In order to advance the remaining sales, four-day ticket packages priced from $220-275 for the final seven sessions of the Trials are now being sold. All-session packages starting at $375, are still available.

| 7. | PARA-ROWING: Belarus rower drowns in tragic accident at rowing Worlds

Para rower Dzmitry Ryshkevich of Belarus, 33, drowned when his boat capsized during a training session at the site of the World Rowing Championships in Linz-Ottensheim, Austria on Wednesday (21st).

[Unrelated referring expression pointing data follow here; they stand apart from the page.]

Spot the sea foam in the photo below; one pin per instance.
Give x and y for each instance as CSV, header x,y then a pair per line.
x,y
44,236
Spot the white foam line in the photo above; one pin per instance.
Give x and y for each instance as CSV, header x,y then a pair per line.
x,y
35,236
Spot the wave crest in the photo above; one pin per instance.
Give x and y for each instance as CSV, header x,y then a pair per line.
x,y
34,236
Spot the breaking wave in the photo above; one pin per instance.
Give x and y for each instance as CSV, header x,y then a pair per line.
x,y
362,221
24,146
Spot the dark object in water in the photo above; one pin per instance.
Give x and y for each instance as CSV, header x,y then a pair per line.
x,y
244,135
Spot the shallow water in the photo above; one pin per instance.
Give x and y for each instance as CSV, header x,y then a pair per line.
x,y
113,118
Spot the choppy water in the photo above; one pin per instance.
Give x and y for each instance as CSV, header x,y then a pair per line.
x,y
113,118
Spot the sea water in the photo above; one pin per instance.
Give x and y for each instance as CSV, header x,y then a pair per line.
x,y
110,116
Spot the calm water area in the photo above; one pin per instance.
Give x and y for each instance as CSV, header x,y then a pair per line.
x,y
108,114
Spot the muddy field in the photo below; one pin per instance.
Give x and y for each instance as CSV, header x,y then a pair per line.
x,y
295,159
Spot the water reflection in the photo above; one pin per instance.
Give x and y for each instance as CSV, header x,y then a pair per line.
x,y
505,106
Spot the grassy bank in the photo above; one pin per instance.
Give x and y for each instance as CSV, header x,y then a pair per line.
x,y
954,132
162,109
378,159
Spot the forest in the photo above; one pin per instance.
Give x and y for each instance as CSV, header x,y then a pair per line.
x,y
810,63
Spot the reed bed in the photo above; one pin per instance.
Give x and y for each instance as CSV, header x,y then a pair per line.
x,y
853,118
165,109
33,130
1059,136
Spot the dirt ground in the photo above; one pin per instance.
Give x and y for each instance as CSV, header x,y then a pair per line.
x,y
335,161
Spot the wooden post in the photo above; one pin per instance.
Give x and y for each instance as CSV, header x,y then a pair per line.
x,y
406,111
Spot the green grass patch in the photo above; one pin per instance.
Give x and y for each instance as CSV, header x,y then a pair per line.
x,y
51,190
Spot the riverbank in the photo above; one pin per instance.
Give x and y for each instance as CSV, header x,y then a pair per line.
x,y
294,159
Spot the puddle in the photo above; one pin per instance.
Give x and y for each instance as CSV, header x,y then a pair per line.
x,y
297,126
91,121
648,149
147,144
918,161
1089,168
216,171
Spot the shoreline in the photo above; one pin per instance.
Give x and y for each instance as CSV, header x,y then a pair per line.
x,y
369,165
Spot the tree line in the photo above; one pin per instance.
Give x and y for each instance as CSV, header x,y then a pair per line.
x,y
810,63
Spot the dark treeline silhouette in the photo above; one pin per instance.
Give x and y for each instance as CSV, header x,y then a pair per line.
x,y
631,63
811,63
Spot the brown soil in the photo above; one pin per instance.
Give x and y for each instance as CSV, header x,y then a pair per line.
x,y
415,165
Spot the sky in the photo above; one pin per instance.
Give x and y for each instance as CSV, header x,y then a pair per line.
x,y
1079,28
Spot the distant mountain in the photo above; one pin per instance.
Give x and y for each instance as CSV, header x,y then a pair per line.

He was an experienced performer in the Single Sculls, but the pontoon stabilizer on his craft came apart and the boat turned over around 1:15 p.m. The local police statement explained:

“When the rescue boat with a lifesaver on board approached, the rower was still holding on to his boat but subsequently let go, sinking under water. Despite immediate rescue activities, the rower could not be found. The murky water at the location is approximately 2.40m [7-10 1/2] deep with almost no visibility.

“Rescue divers were called in and started an extended search. At about 4 p.m. the rower was found under water in close proximity to where the capsize happened. The doctor at the scene was only able to pronounce the rower dead.”

An investigation is continuing; our condolences to his family and especially his teammates.

| 8. | THE LAST WORD: Norway’s Faugstad calls news media a source of stress at World Youth Champs

The World Archery Youth Championships has reached the medal-match stage in Madrid, Spain, with 19-year-old Anders Faugstad of Norway safely into the finals in the men’s Junior Compound division against Canada’s Austin Taylor.

That’s not really a surprise, as Faugstad won the World Championships silver medal earlier this year, beating many more experienced shooters. But asked about his performance after his tight semi-final win over Cooper French of the U.S., 147-146, he said:

“I feel relieved. It’s been a lot of stress for me getting to the gold medal match after I was the runner-up at the World Championships in the Netherlands. People write articles about me. I don’t read them, but I know they’re written and it puts pressure on me.”

Faugstad’s stance on the media is interesting, since many athletes say that what makes massive events like the Olympic Games so special is the mass of news media and the increased attention that they receive. Then again, as a Compound shooter, his event isn’t in the Games!